I’ve been meaning to write about this. I will first share what Luke wrote on his blog
Nathan came up in conversation over dinner with friends a few weeks ago, just after Thanksgiving. Someone at the table asked how Susan and I were doing in this holiday season and the context was pretty clear. It occurs to me that perhaps others are wondering the same thing.
Thankfully there is a big difference between last year and this year. I could have skipped the holidays altogether last year. We traveled and were with loved ones, but the times were mostly painful and I did a lot of going through the motions. I can’t really explain what is different this year. I could say it was easier, but that wouldn’t be right. Holidays or not, there are moments where the loss is every bit as painful as it has ever been. And, good or bad, the holidays are times to focus on family and reflect on these things.
Thanksgiving was great. But it wasn’t great like Thanksgivings past. I thoroughly enjoyed extended visits with Susan’s family and Thanksgiving day was great fun. And I’m looking forward to Christmas and really expecting it to be a happy time with the kids and family.

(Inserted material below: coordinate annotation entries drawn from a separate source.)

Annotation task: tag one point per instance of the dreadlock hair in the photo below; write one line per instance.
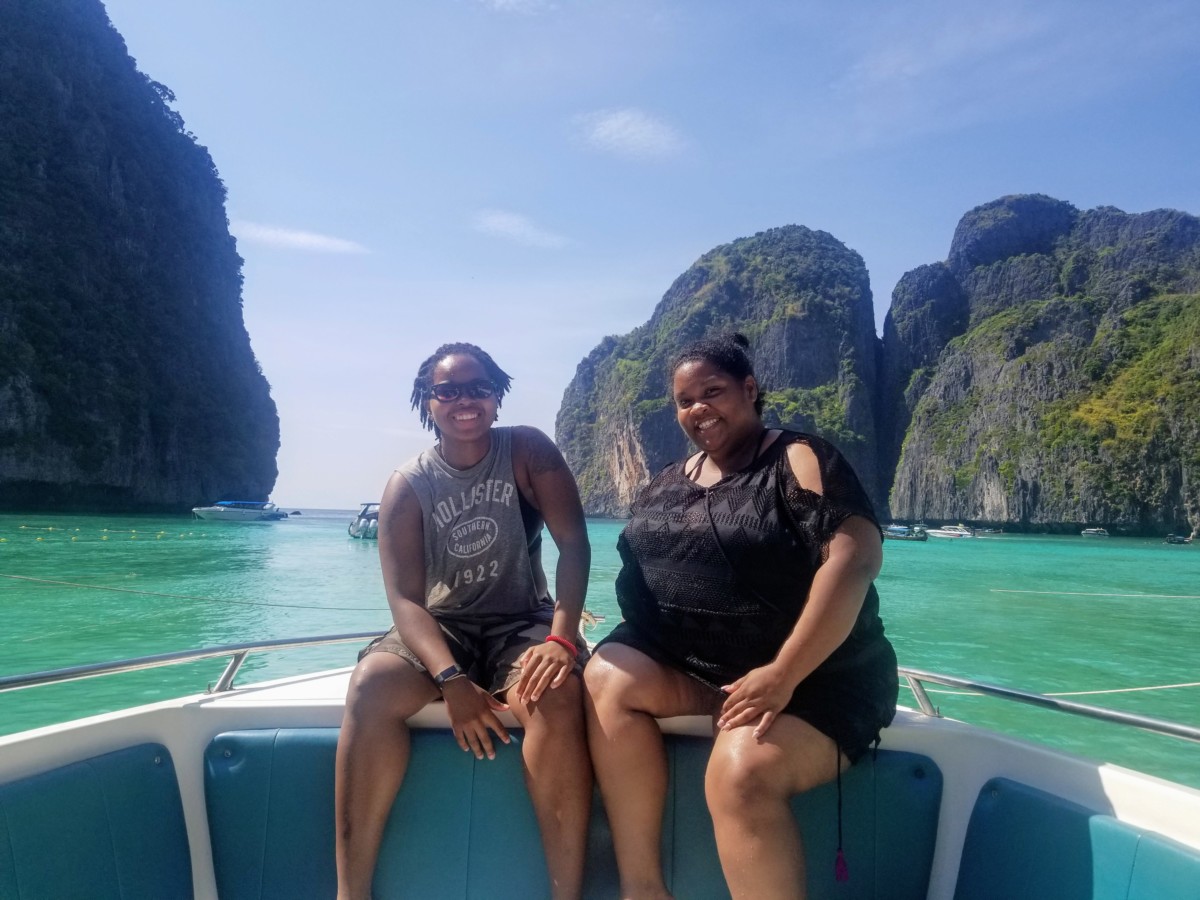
(729, 352)
(424, 381)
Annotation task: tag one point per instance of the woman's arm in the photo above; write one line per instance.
(553, 491)
(835, 598)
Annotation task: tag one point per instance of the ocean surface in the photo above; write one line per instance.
(1108, 622)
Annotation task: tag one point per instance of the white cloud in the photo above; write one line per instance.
(519, 6)
(293, 239)
(515, 227)
(631, 133)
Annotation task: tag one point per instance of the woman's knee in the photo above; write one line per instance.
(383, 683)
(741, 780)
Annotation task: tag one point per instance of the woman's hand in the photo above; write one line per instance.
(472, 713)
(544, 665)
(760, 695)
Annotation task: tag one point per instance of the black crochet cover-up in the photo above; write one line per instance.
(713, 581)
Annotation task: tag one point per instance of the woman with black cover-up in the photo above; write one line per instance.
(747, 593)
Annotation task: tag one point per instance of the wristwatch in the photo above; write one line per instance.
(445, 675)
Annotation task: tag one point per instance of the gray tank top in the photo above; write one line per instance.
(480, 562)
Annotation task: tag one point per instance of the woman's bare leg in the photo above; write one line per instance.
(558, 774)
(372, 757)
(624, 693)
(749, 785)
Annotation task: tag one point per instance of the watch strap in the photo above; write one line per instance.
(445, 675)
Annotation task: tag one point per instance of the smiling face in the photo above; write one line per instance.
(467, 418)
(715, 409)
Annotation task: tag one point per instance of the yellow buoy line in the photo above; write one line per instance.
(187, 597)
(75, 534)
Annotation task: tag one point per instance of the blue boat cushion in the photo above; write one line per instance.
(891, 803)
(111, 827)
(465, 828)
(1025, 843)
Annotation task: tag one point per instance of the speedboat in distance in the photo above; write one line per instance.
(240, 511)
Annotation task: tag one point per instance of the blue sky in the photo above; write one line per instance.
(532, 175)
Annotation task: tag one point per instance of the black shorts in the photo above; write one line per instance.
(850, 705)
(486, 651)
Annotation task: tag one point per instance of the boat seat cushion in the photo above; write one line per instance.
(123, 839)
(1026, 843)
(465, 828)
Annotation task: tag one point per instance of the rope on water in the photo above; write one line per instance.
(1080, 694)
(186, 597)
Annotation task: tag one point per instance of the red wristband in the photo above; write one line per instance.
(564, 642)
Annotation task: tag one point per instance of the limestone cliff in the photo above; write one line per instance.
(126, 375)
(1044, 376)
(1050, 370)
(804, 301)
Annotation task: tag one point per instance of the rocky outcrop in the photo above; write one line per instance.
(126, 376)
(1072, 396)
(802, 298)
(1044, 376)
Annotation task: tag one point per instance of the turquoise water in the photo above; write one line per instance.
(1053, 615)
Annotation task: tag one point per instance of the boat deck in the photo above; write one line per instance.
(943, 811)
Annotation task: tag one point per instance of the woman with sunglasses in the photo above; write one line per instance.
(747, 593)
(460, 546)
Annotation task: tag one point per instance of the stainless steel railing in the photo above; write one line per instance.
(917, 679)
(237, 653)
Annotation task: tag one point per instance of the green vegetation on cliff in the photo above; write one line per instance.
(1072, 393)
(126, 375)
(804, 301)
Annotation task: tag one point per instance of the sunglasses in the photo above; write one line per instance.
(448, 391)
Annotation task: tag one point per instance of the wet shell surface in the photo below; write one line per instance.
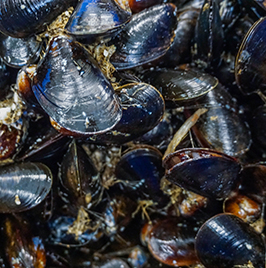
(23, 186)
(146, 37)
(73, 90)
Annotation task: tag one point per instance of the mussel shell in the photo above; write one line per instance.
(180, 50)
(258, 124)
(181, 86)
(78, 176)
(97, 18)
(225, 241)
(23, 186)
(222, 127)
(145, 38)
(17, 52)
(22, 248)
(72, 89)
(59, 233)
(140, 171)
(203, 171)
(171, 241)
(250, 61)
(253, 181)
(209, 35)
(111, 263)
(23, 18)
(243, 207)
(142, 109)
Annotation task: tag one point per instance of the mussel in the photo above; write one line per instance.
(72, 89)
(92, 19)
(250, 60)
(145, 38)
(203, 171)
(225, 241)
(22, 18)
(23, 186)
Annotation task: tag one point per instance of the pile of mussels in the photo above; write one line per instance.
(132, 133)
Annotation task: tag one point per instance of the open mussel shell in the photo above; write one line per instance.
(97, 18)
(21, 18)
(23, 186)
(250, 61)
(226, 241)
(72, 89)
(146, 37)
(17, 52)
(181, 86)
(203, 171)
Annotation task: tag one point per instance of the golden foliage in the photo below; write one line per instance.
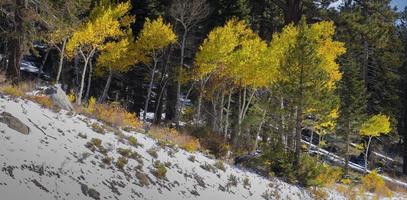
(93, 34)
(71, 97)
(155, 35)
(91, 105)
(172, 136)
(12, 91)
(376, 125)
(112, 114)
(289, 47)
(235, 52)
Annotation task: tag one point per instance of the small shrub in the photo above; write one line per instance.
(119, 134)
(121, 162)
(191, 158)
(44, 101)
(232, 180)
(114, 114)
(83, 136)
(160, 170)
(96, 142)
(71, 97)
(153, 152)
(208, 167)
(170, 136)
(373, 182)
(97, 128)
(280, 164)
(12, 91)
(313, 173)
(107, 160)
(216, 145)
(219, 164)
(328, 176)
(133, 141)
(168, 164)
(319, 193)
(124, 152)
(143, 179)
(91, 105)
(246, 183)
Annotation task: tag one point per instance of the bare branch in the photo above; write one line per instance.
(189, 12)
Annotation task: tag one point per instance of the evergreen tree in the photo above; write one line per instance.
(353, 102)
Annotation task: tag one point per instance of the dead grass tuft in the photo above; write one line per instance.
(171, 136)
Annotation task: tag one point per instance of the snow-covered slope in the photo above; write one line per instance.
(52, 162)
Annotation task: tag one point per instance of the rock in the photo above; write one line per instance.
(14, 123)
(94, 194)
(59, 97)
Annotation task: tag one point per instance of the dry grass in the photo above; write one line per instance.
(16, 91)
(112, 114)
(171, 136)
(372, 182)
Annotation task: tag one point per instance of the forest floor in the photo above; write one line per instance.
(70, 156)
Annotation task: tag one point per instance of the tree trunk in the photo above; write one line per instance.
(226, 128)
(215, 113)
(282, 123)
(157, 113)
(107, 86)
(86, 58)
(178, 102)
(16, 44)
(89, 80)
(298, 121)
(259, 130)
(198, 110)
(348, 129)
(221, 108)
(150, 88)
(61, 60)
(367, 151)
(42, 65)
(310, 142)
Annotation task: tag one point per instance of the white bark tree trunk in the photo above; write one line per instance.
(61, 59)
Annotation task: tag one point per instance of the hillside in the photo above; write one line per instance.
(53, 162)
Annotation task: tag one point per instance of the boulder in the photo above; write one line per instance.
(59, 97)
(14, 123)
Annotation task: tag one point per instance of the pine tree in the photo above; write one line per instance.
(353, 103)
(306, 63)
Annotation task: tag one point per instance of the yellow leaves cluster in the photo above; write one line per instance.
(234, 52)
(93, 34)
(155, 35)
(376, 125)
(289, 56)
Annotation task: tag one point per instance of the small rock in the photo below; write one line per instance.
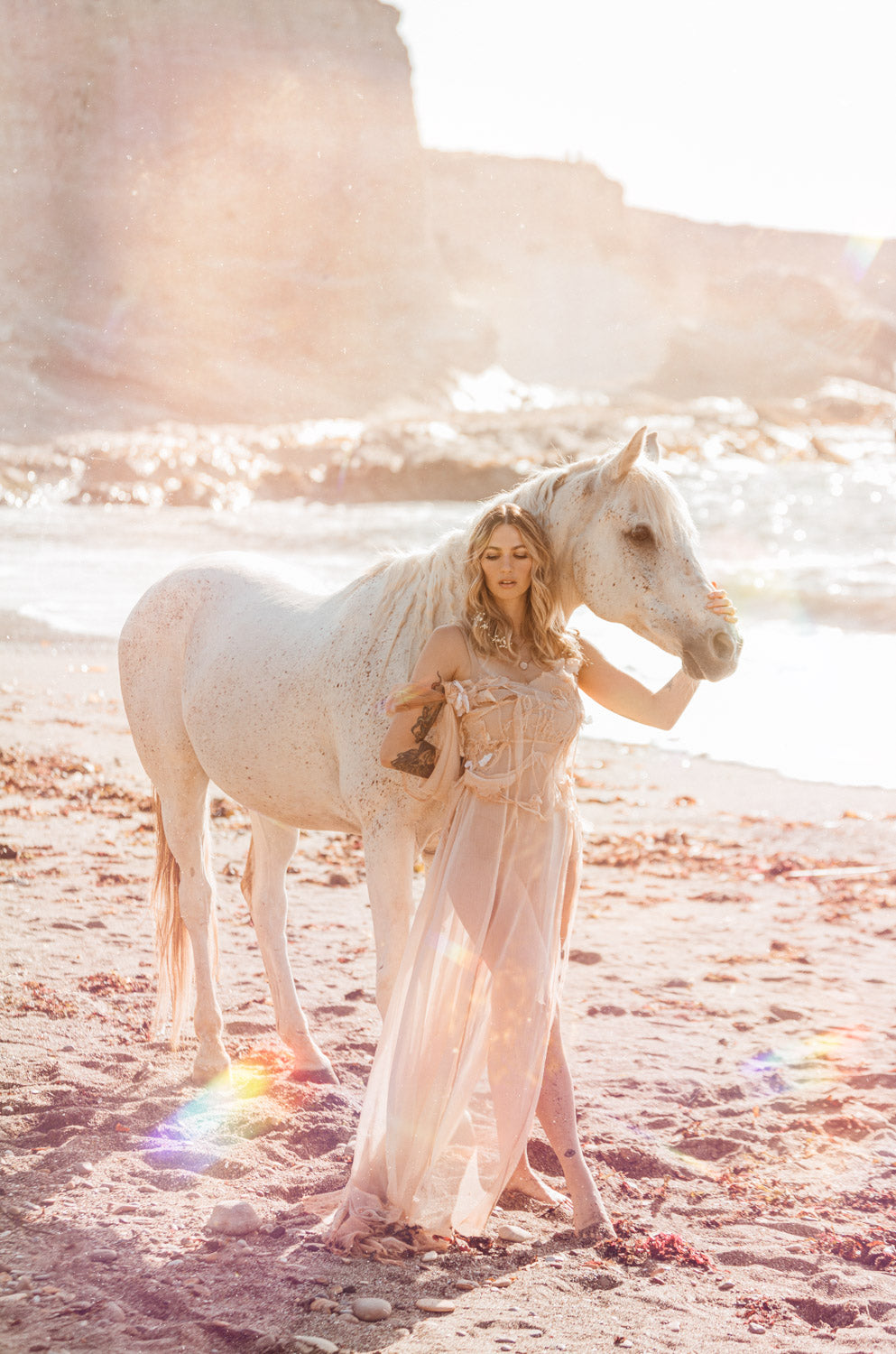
(371, 1308)
(235, 1218)
(314, 1345)
(606, 1281)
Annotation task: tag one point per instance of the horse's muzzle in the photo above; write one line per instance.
(714, 655)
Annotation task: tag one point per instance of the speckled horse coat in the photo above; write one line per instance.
(235, 677)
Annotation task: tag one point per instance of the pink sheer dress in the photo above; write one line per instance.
(457, 1077)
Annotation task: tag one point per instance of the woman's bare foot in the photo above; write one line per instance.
(524, 1181)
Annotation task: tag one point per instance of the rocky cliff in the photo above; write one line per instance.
(213, 210)
(585, 292)
(218, 211)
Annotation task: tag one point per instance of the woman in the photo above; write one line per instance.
(471, 1044)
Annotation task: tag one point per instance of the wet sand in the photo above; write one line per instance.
(728, 1013)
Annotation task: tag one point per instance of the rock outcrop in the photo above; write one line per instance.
(587, 292)
(213, 210)
(221, 213)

It isn’t the same anymore though. I don’t think it ever will be. I don’t feel complete and I don’t think that any of us feel like our family feels complete. I can’t think of the holidays as “easier” or “better” this year, but I have been looking forward to them more and so far I have been able to enjoy them and I think that will hold true. For me, the holidays are going well, but they are not the same and they never will be. That sentiment isn’t me being still caught up in grief. Our lives are forever changed and shaped by this experience and the filter through which I view my life and these precious holidays will always include Nathan.
I appreciate the friend who asked. It was loving and considerate and it acknowledged that Nathan is so obviously always in hour hearts and on our minds. I can’t help but think, and fear, that these inquiries will dwindle over the years over the assumption that we “have moved on” or “had closure” or “come to terms” or because new friends we meet and become close with won’t have been in our lives when Nathan was physically with us. So next year, and the year after (and not necessarily around the holidays), let me know that Nathan has been in your thoughts. It will make me feel loved and it will warm my heart to know that he is carried in the hearts of others as well as my own. If you ask in person, I may or may not tear up or even cry. Don’t feel like you are responsible for surfacing the pain. It is always at the surface. And sometimes it is better to share those tears with a friend than it is to shed them alone.
Luckily for Luke and I, we feel very similarly about many things and this is one of them. I have to say that the very last part about sharing the tears…well, maybe not so much for me, as many of you know. Something you should know is this – I cry about Nathan a little every single day, privately. Someone shared a thought with me today “I plan on grieving for my child as long as he’s dead” . That is so true. When I am 60 I will be grieving for Nathan at holidays. Who knows what it will look like.
Things are not as raw this year. I was able to put a little picture of Nathan on the tree and photograph it with the girls. I was able to hang his stocking and the thought of it empty Christmas morning is hard, but I know I can bear it. I think that is the big difference to me this year, my ability to bear the pain has strengthened. The pain is not as raw and I can face it much better.